“The Wheelchair God of Ibadan” by Bella Chacha – 3.6

Translunar Travelers Lounge, Issue 14, February 2026

Chief Adewale is a seventy-two-year-old retired tailor in Ibadan, Nigeria, who has used a wheelchair since childhood after contracting polio. Despite his disability — and the quiet pity of his neighbors — he is anything but diminished. Every morning he races neighborhood children down Oke Bola slope in his battered, rust-scabbed chair, and wins. The chair is ugly and noisy, but Adewale refuses to replace it. Beneath the rust, faint golden swirls occasionally catch the light, though only he seems to notice.
Everything changes during a violent rainstorm when lightning strikes the mango tree in his compound and the chair begins to hover and glow. To the astonishment of Adewale and his sharp-tongued fourteen-year-old granddaughter Temi, the chair speaks — in the playful swagger of Ibadan Yoruba. It reveals itself to be no ordinary wheelchair but a forgotten throne belonging to a trickster spirit, a laughing, mischief-hungry deity who chose Adewale because he carried joy in a life the world had handed mostly sorrow.
What follows is a joyful reign of harmless chaos. Adewale cheats spectacularly at the neighborhood ayo board game.

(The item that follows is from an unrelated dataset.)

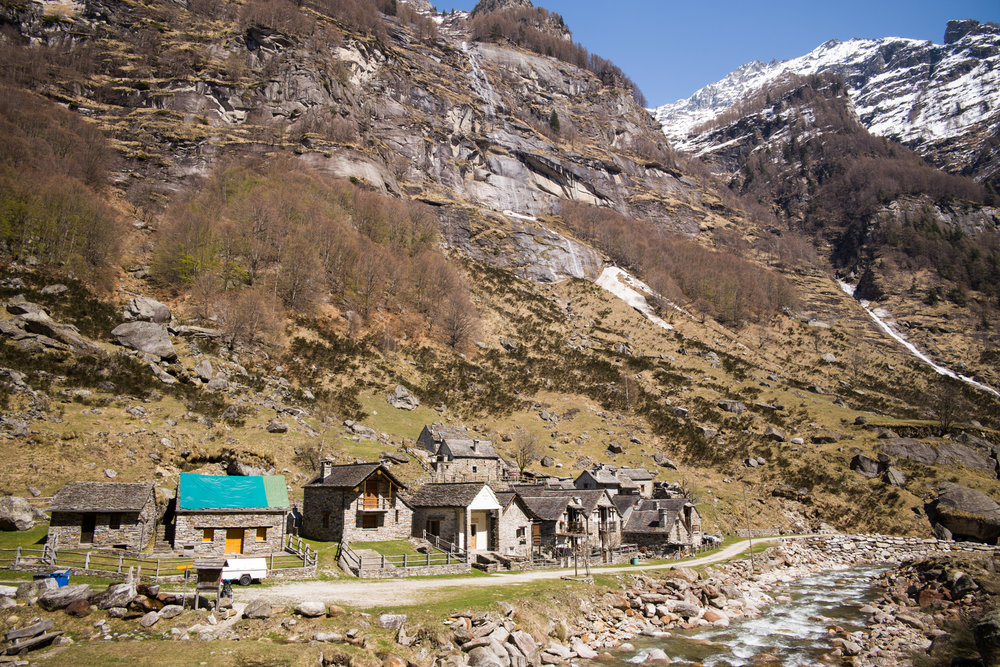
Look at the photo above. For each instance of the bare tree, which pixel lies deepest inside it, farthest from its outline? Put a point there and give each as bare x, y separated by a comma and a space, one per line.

He crashes a corrupt politician’s rally at Mapo Hall, causing the politician’s empty promises to appear as glowing, parenthetical lies floating above his head for the whole crowd to read. The city dubs him the Rolling God. Children sing his name. Market women whisper it like a blessing.
But his fame attracts dangerous attention. Chief Kolapo, the humiliated politician, wants the throne for himself. He lures Temi — whose own taste for mischief makes her vulnerable — with fireworks, money, and honeyed promises of a spectacular prank. She takes the bait, and Kolapo’s men use bought incantations to seize the chair, throwing Temi aside. Seated on the stolen throne, Kolapo unleashes spirits of greed upon Ibadan. Markets are swallowed by soulless malls, hawkers replaced by holograms, the smell of roasted plantain smothered by plastic. The city mutates into a glittering, joyless paradise.
Adewale, now just an old man again in a borrowed chair, faces the return of pity and irrelevance. But he refuses despair. When Temi collapses in guilt, he holds her hand and reminds her that the throne chose them not for strength or wealth, but because they refused to let sorrow consume their laughter.
The resistance that follows is built not on force but on mischief: painted slogans, chickens released in banks, a blind griot’s scathing songs, a deaf drummer’s thundering rhythms, disabled and marginalized people united in joyful defiance. On festival day, Adewale leads a carnival procession to Mapo Hall and faces Kolapo directly. He defeats the greed-spirits not with weapons but with riddles, and Temi finishes Kolapo off with an explosion of pounded-yam flour and firecrackers that reduces the golden tyrant to a sweating, powerless man in a stained agbada.
Crucially, Adewale does not reclaim the throne for himself. He invites the city to sit on it — the griot, the deaf drummer, the aunties and children — until Kolapo is simply laughed out of power. The neon bleeds from the sky, the mango trees return, and Ibadan exhales.
The throne’s final form is its truest: not one man’s chariot, but a spirit that appears whenever anyone chooses joy over despair. The story closes with Adewale and Temi racing downhill side by side, wheels sparking gold, the city cheering them on — a reminder that in Ibadan, joy never retires. It only rolls forward.​​​​​​​​​​​​​​​​

Bella Chacha

Bella Chacha is a Nigerian writer whose works have appeared in Brittle Paper, IHRAM Publishes, Channel Magazine, Incensepunk, Cosmic Daffodil Journal, and many more. She was runner-up in the Defenestrationism.net 2025 Short Story Contest.